How do you find out what time frames best suit you?
Every trader has a different personality and it’s important to remember that when looking for a time frame that suits your style. A good way to find a suitable time frame would be to consider what makes you feel comfortable. Below is a short description of popular time frames:
- The Real Rock and Rollers (1min – 5min)
For the fast paced risk junkies that like to trade from the hip and ask questions later. These kinds of traders tend to love the 1min – 5min time frames. They are classified as scalpers (Rock n Rollers). They try to take very short term views with high leverage and walk away with plus minus 20pips per trade.
- 15 to 30-minute time frames tend to include intraday traders. These two time frames are for traders that cannot handle the stress of the 5 min but still enjoy the fast paced environment.
These traders fall into the swing trader category and slowly start to shift into position trading. You can easily trade more than one currency pair, share or chart using this time frame.
These are long term traders that prefer low risk and like to take advantage of the swap rates. This time frame generally produces a small amount of buy and sell signals. This style requires patience but also tends to have the highest return per successful trade.
So how do I set it up?
Having 3 different time frames is an ideal figure as anything less leaves you with too few bullets in your barrel and more than 3 leave you with too many conflicting ideas.
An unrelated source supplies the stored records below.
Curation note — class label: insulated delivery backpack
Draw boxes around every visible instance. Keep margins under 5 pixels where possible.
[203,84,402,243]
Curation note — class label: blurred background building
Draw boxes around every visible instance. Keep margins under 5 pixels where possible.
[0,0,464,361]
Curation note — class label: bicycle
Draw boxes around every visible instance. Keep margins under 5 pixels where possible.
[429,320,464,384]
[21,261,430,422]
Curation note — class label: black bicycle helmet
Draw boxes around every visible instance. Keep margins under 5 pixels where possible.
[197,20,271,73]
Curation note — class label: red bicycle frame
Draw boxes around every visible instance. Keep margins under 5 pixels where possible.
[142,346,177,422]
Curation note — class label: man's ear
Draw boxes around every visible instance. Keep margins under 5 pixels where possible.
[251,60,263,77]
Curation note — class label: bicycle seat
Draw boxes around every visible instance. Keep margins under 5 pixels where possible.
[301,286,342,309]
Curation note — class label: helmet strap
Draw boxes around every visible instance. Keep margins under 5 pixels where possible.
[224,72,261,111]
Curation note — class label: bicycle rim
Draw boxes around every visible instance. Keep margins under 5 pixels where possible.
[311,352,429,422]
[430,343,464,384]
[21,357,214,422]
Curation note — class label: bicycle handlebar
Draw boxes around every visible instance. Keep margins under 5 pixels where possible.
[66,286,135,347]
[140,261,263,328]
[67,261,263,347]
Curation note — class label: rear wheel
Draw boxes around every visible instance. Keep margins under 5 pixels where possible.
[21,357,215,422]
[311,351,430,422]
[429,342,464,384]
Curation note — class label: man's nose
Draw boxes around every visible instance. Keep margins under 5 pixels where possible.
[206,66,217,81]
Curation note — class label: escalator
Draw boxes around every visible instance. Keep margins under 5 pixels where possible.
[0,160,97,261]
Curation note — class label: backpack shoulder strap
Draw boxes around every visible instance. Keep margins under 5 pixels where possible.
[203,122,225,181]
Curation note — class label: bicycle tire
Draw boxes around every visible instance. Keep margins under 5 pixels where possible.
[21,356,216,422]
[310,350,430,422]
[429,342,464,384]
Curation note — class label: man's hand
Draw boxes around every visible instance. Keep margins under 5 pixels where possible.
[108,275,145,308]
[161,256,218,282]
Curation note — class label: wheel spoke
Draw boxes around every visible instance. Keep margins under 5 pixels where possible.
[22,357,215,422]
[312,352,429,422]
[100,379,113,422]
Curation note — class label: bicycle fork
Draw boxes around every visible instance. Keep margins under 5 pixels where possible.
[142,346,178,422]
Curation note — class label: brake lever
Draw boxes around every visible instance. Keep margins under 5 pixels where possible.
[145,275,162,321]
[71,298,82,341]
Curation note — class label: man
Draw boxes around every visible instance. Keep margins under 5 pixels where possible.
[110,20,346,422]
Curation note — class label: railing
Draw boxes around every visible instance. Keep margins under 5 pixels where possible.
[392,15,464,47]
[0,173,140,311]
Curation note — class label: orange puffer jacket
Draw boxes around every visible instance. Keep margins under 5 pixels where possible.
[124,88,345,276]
When you encounter a trade idea that is in line with all three time frames you increase the chances of it being a successful trade.
The Golden Rule:
Larger time frames are always more important than the smaller ones as it takes more momentum and bigger movements in the market to effect changes on this large scale.
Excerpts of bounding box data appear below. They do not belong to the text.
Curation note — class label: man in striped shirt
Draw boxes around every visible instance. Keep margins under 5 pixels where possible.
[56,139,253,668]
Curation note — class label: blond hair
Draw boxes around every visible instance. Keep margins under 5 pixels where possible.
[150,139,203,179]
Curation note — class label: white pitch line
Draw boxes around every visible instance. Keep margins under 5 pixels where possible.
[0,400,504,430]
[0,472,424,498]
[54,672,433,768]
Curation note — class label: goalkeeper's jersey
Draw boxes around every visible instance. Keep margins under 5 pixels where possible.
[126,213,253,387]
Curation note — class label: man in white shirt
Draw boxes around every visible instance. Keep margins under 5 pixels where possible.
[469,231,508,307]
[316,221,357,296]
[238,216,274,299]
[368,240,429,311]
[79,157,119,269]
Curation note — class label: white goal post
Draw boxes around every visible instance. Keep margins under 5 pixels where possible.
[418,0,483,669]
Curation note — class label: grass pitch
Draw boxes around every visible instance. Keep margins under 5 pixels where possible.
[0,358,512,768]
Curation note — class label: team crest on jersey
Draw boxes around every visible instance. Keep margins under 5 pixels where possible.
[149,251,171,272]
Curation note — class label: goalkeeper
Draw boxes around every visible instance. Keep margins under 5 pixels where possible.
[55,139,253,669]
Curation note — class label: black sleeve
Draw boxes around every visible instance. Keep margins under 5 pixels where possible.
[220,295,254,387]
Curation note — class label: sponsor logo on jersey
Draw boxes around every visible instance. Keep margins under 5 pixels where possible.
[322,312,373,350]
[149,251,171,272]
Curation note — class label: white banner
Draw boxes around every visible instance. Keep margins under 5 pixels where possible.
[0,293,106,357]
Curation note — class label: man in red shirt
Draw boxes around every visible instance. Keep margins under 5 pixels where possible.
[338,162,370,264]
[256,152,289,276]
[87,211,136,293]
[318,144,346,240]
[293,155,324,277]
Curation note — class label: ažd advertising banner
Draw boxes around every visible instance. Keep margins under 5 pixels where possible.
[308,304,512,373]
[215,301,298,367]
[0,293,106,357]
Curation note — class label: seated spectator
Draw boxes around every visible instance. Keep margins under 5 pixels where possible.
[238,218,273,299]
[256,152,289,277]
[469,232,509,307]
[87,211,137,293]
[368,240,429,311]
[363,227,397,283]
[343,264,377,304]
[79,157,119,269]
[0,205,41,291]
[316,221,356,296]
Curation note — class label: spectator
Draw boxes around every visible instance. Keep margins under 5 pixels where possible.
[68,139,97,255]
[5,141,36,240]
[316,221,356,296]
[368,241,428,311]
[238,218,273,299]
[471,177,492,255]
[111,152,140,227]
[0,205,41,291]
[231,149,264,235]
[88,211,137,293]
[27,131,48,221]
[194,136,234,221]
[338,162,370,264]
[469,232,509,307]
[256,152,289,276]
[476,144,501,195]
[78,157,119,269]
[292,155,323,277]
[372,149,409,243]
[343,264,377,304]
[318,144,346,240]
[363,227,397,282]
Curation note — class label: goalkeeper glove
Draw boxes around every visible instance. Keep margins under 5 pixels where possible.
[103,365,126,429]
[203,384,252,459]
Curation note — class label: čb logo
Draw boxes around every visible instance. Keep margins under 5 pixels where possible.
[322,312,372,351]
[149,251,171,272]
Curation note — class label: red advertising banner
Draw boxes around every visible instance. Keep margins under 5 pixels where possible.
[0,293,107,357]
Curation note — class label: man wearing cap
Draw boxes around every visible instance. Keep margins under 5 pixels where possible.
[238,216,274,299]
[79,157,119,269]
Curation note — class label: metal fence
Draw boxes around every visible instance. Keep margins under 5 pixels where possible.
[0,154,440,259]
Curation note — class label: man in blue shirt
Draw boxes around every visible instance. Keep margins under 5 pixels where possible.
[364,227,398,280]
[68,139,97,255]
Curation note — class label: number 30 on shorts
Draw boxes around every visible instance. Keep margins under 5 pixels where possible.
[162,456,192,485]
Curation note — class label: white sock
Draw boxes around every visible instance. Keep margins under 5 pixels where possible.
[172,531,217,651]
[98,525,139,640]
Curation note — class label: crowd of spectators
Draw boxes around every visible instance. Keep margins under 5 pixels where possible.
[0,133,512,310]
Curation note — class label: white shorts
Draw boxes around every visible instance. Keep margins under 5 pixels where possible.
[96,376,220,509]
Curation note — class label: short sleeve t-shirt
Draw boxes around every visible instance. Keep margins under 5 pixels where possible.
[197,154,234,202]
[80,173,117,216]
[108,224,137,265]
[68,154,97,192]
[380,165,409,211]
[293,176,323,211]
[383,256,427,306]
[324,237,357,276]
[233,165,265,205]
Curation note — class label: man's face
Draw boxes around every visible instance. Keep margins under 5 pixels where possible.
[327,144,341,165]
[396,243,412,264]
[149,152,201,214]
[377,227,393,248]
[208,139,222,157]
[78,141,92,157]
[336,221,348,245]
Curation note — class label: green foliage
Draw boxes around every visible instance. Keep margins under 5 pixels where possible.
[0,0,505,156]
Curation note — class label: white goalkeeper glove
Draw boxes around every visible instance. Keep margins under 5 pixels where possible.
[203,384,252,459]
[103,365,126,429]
- Beginner 101: identify what time frame best suits your needs before you continue. This can be achieved by using demo accounts or paper trading.
- MTFA is one of the core concepts that traders need to remember and keep in mind.
- The size of your account is important when selecting a time frame. For example, longer time frames can require more capital to compensate for riskier exit points/ stop losses.
- After getting a bird’s eye view of the market you can zoom into a closer time frame and try to spot better entry or exit points.
Example of using MTFA:
When I analyse a currency pair I will swap between the 30 minute, 4hour and daily charts to spot strong support and resistance lines, price channels and other price patterns to ultimately formulate a trading idea.
I can then base my trading idea on the 4-hour chart knowing that the daily chart pattern is in my favour. I can then go to the 30-minute chart to try and spot a better entry price.